She went to the bar alone that night. Things were getting confining at home. She needed a break, some time just to herself. Things weren't bad, just hectic. She told her husband she was going out with some friends, only a little white lie since she was going alone. He was a bit nervous considering the way their relationship had begun, but she didn't really leave him much of a choice.

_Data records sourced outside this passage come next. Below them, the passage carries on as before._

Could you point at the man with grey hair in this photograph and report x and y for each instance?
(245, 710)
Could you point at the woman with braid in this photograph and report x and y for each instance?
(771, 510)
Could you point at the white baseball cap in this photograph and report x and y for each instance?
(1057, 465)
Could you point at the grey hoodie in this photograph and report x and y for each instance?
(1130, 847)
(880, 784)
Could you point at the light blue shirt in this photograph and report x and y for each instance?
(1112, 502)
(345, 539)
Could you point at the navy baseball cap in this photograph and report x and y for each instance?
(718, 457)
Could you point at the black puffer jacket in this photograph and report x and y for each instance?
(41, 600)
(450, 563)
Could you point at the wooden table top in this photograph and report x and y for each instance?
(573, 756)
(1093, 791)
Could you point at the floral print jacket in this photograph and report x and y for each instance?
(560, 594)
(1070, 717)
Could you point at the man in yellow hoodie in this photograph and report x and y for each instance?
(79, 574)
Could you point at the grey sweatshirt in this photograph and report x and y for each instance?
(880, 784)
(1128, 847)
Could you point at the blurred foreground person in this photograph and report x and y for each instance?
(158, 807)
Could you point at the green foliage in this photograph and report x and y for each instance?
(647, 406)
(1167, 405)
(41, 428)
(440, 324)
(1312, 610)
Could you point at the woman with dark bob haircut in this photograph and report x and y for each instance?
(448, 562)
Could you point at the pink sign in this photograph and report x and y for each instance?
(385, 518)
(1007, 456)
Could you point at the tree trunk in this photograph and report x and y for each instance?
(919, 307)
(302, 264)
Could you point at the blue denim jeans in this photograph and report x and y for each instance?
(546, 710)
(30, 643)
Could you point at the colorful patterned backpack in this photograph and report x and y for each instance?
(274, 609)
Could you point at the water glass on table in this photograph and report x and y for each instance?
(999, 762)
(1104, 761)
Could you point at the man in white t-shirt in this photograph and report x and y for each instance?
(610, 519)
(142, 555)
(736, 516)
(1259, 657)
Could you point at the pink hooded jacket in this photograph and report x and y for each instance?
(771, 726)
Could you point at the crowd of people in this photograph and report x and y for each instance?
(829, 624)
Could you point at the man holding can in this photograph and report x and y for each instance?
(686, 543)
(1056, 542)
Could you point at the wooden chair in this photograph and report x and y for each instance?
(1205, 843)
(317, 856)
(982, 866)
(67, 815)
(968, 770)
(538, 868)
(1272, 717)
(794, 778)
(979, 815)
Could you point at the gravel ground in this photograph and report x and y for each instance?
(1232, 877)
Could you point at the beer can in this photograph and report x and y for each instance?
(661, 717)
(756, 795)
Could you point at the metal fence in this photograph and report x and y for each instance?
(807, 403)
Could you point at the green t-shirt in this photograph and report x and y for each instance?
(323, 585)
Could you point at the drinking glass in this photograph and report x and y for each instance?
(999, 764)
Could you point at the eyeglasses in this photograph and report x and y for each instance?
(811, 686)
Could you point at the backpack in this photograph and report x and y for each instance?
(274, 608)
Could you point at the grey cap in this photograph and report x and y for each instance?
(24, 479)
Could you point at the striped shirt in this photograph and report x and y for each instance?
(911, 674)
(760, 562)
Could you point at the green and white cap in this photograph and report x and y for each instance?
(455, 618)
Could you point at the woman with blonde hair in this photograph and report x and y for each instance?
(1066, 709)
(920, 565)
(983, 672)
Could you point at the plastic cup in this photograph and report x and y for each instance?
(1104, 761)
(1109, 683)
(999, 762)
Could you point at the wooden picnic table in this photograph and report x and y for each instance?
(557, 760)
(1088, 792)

She sat down at the bar, waiting for the bartender to notice her. Normally, it would not have been a problem, being as attractive as she was, but tonight the bartender was a woman and she seemed more interested in the long haired stranger at the end of the bar. For some reason he looked familiar but she could not place from where. She gave up trying, deciding that he simply had one of those faces that looked like someone else.
The bartender seemed to be getting nowhere with the stranger and finally headed her way. She ordered a beer, not really in the mood for anything stronger. The bartender returned with her beer and a shot. She looked up but the bartender had already walked off. The stranger had gotten up and walked over to the juke box, his baggy jeans stained from long traveling. He dumped in some change and pressed some buttons.
She sipped her beer and considered the shot. She didn't really want to drink too much, needing to leave herself able to drive home that night. But the longer she looked at it, the more appealing it seemed to be. And, seeing as how no one in the bar was claiming responsibility for having bought her the shot, drinking it would not be a tacit acceptance of whatever offers he had.
She had just decided to drink the shot when a familiar song began to play. It was a song she hadn't heard in a long time. As the opening strains of Blaze of Glory by Bon Jovi filled the air, the sense of familiarity returned to her. She looked over at the stranger and he held up his own shot glass in salute to her. She gulped down the shot, feeling the tequila burn its way down her throat.
The combination of the tequila and the song took her back to a day long before her marriage, back to the days when she was in Basic Training, back over ten years. She remembered a man, the one who got away, remembered his soft smile and his charm, his slick way with words that should have sounded insincere but didn't; his words to her had been sincere and somehow she had known.
She remembered the quickly scheduled rendezvous, plans that had been shattered by unexpected and ill-timed arrival of her fiancΓ© of the time. With a sad farewell and a suppressed tear, she had bid him good bye, knowing full well that it may well be the last time she ever saw him again. Over the next year several more assignations were set and cancelled due to uncontrollable circumstances.
They had fallen out of touch for over ten years and now she was thinking about him again, something she had tried very hard not to do. She shook herself out of her reverie and looked up but the stranger was gone. She rushed out the door, hoping to see him, to catch him and talk, hoping beyond hope it was him, praying for a miracle.